Hold 'em Challenge Pay Table
| Event | Pays |
|---|---|
| On board royal flush | 2000 |
| Royal flush | 100 |
| Straight flush | 25 |
| Four of a kind | 10 |
| Full house | 3 |
| Flush | 3 |
| Straight | 3 |
| Three of a kind | 2 |
| Two pair | 2 |
| Jacks or better | 2 |
| Low pair | 1 |
| Garbage | 1 |
| Tie | 1 |
| Loss | 0 |
Return
The following table shows how often each event occurred in a random simulation. The lower right cell shows a return of 98.61%, or a house edge of 1.39%.
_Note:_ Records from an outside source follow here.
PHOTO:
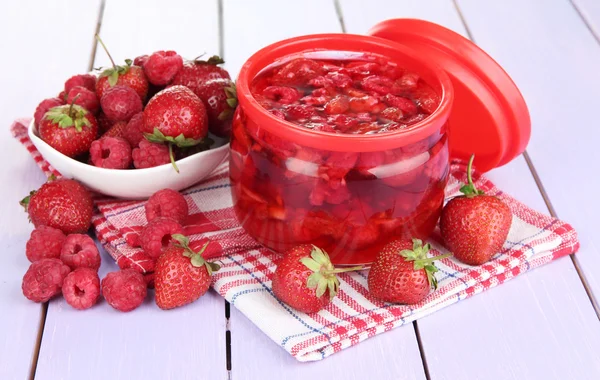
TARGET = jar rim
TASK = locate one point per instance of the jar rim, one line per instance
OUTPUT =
(332, 141)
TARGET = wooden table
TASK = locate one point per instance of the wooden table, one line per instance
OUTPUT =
(542, 325)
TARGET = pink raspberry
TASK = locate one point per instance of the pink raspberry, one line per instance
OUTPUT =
(120, 103)
(124, 290)
(85, 98)
(282, 94)
(111, 152)
(167, 203)
(79, 251)
(156, 236)
(149, 154)
(81, 288)
(43, 280)
(84, 80)
(44, 243)
(162, 66)
(141, 60)
(133, 132)
(44, 106)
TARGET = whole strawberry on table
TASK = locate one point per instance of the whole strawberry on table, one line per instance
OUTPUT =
(151, 111)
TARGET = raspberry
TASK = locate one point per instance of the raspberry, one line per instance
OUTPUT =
(111, 152)
(120, 103)
(337, 105)
(281, 94)
(103, 123)
(44, 243)
(405, 105)
(81, 288)
(44, 106)
(363, 104)
(84, 80)
(79, 251)
(43, 280)
(167, 203)
(124, 290)
(133, 132)
(391, 113)
(376, 83)
(156, 236)
(149, 154)
(82, 96)
(117, 130)
(141, 60)
(299, 111)
(160, 68)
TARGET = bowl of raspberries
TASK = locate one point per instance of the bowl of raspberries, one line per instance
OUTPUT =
(129, 130)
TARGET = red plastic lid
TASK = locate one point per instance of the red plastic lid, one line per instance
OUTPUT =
(489, 116)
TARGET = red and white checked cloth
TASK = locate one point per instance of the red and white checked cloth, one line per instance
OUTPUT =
(353, 316)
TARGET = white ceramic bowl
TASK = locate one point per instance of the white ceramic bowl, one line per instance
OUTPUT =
(137, 183)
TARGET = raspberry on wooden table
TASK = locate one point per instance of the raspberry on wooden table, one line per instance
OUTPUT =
(162, 66)
(44, 106)
(157, 235)
(167, 203)
(44, 243)
(124, 290)
(80, 251)
(111, 152)
(44, 279)
(84, 80)
(149, 154)
(82, 96)
(81, 288)
(120, 103)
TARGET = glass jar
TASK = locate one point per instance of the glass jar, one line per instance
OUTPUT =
(348, 194)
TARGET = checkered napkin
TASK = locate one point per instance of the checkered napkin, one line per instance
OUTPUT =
(353, 316)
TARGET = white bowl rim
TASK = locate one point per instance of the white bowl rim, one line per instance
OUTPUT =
(31, 131)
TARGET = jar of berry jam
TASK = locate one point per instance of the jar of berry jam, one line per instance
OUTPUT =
(344, 141)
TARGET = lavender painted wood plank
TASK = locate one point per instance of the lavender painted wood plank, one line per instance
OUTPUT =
(249, 26)
(539, 318)
(33, 69)
(102, 343)
(557, 70)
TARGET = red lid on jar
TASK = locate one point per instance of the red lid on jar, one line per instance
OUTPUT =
(489, 116)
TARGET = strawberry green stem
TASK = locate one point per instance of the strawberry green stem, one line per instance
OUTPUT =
(172, 157)
(106, 50)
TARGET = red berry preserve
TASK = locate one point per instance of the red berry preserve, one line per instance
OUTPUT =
(349, 202)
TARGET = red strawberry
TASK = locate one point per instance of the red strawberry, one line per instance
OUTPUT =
(402, 272)
(126, 75)
(475, 226)
(70, 129)
(181, 275)
(177, 117)
(194, 74)
(63, 204)
(220, 99)
(306, 279)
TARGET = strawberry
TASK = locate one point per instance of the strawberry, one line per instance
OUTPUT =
(220, 99)
(70, 129)
(181, 275)
(306, 280)
(194, 74)
(63, 204)
(175, 116)
(475, 226)
(127, 75)
(402, 272)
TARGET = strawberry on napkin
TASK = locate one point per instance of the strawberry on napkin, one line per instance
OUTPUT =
(244, 280)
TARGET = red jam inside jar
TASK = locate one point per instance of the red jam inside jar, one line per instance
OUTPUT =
(349, 202)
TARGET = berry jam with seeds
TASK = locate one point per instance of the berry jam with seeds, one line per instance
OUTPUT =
(365, 94)
(348, 203)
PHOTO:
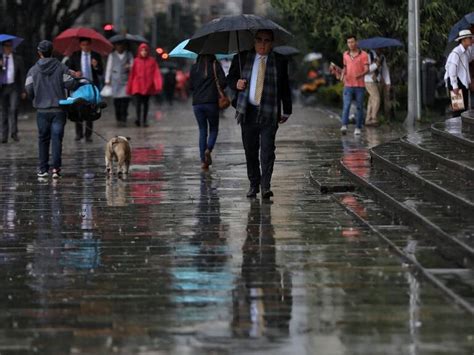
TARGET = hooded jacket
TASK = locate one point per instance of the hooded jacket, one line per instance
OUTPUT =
(145, 76)
(46, 82)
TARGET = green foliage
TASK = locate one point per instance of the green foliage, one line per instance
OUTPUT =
(325, 23)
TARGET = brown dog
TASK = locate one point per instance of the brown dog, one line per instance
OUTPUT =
(118, 149)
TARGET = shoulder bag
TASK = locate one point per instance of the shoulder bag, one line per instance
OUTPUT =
(224, 101)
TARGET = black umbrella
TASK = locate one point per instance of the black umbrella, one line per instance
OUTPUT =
(127, 38)
(231, 34)
(286, 50)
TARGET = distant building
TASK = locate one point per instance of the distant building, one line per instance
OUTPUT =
(136, 16)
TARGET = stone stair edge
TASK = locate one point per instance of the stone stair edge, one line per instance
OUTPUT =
(467, 206)
(408, 214)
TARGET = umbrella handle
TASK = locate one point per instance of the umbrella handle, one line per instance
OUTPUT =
(238, 53)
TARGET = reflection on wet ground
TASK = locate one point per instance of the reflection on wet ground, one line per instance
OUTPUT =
(174, 260)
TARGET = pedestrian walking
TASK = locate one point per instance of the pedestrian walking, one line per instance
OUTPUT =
(205, 77)
(356, 65)
(262, 88)
(86, 64)
(45, 84)
(12, 78)
(458, 77)
(169, 86)
(376, 82)
(117, 70)
(144, 81)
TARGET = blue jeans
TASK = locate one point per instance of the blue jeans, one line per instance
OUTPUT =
(350, 93)
(207, 115)
(50, 128)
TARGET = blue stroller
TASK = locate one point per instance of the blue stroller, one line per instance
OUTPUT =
(84, 104)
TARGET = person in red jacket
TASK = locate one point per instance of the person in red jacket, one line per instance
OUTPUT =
(144, 81)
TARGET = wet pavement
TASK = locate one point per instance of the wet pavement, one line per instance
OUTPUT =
(173, 260)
Hold 'em Challenge Return Table
| Event | Pays | Observations | Probability | Return |
|---|---|---|---|---|
| Royal on board | 2000 | 172295 | 0.000002 | 0.003071 |
| Royal Flush | 100 | 7345422 | 0.000065 | 0.006546 |
| Straight Flush | 25 | 28941374 | 0.000258 | 0.006448 |
| Four of a kind | 10 | 244685854 | 0.00218 | 0.021804 |
| Full House | 3 | 3024857400 | 0.026955 | 0.080865 |
| Flush | 3 | 3143432932 | 0.028012 | 0.084035 |
| Straight | 3 | 3604889822 | 0.032124 | 0.096372 |
| Three of a kind | 2 | 4541020679 | 0.040466 | 0.080932 |
| Two pair | 2 | 16958238827 | 0.151119 | 0.302237 |
| Pair: J-A | 2 | 10519745821 | 0.093744 | 0.187487 |
| Pair: 2-10 | 1 | 8297624269 | 0.073942 | 0.073942 |
| Ace high or less | 1 | 1805881455 | 0.016093 | 0.016093 |
| Tie | 1 | 2950191571 | 0.02629 | 0.02629 |
| Loss | 0 | 57091119243 | 0.508751 | 0 |
| Total | 112218146964 | 1 | 0.986122 |
Strategy
It isn't for lack of trying but I never quantified a good strategy for this game. A strategy based mostly on the strength of each 2-card combination was about 2% short of optimal. I speculate the major reason is the importance of penalty cards. So I'm afraid you are on your own with this one.
Methodology
The number of combinations in this game is so vast (418,597,840,861,200) it would take my computer about 220 years to do a perfect analysis. So I did a random simulation of 81,866 initial hands and 112,218,146,964 final hands. For each initial hand the program played out all combin(46,5) = 1370754 combinations of community cards and chose the hand with the greatest expected return. This simulation took 22.3 seconds per initial hand for a total of 21 days of computer time.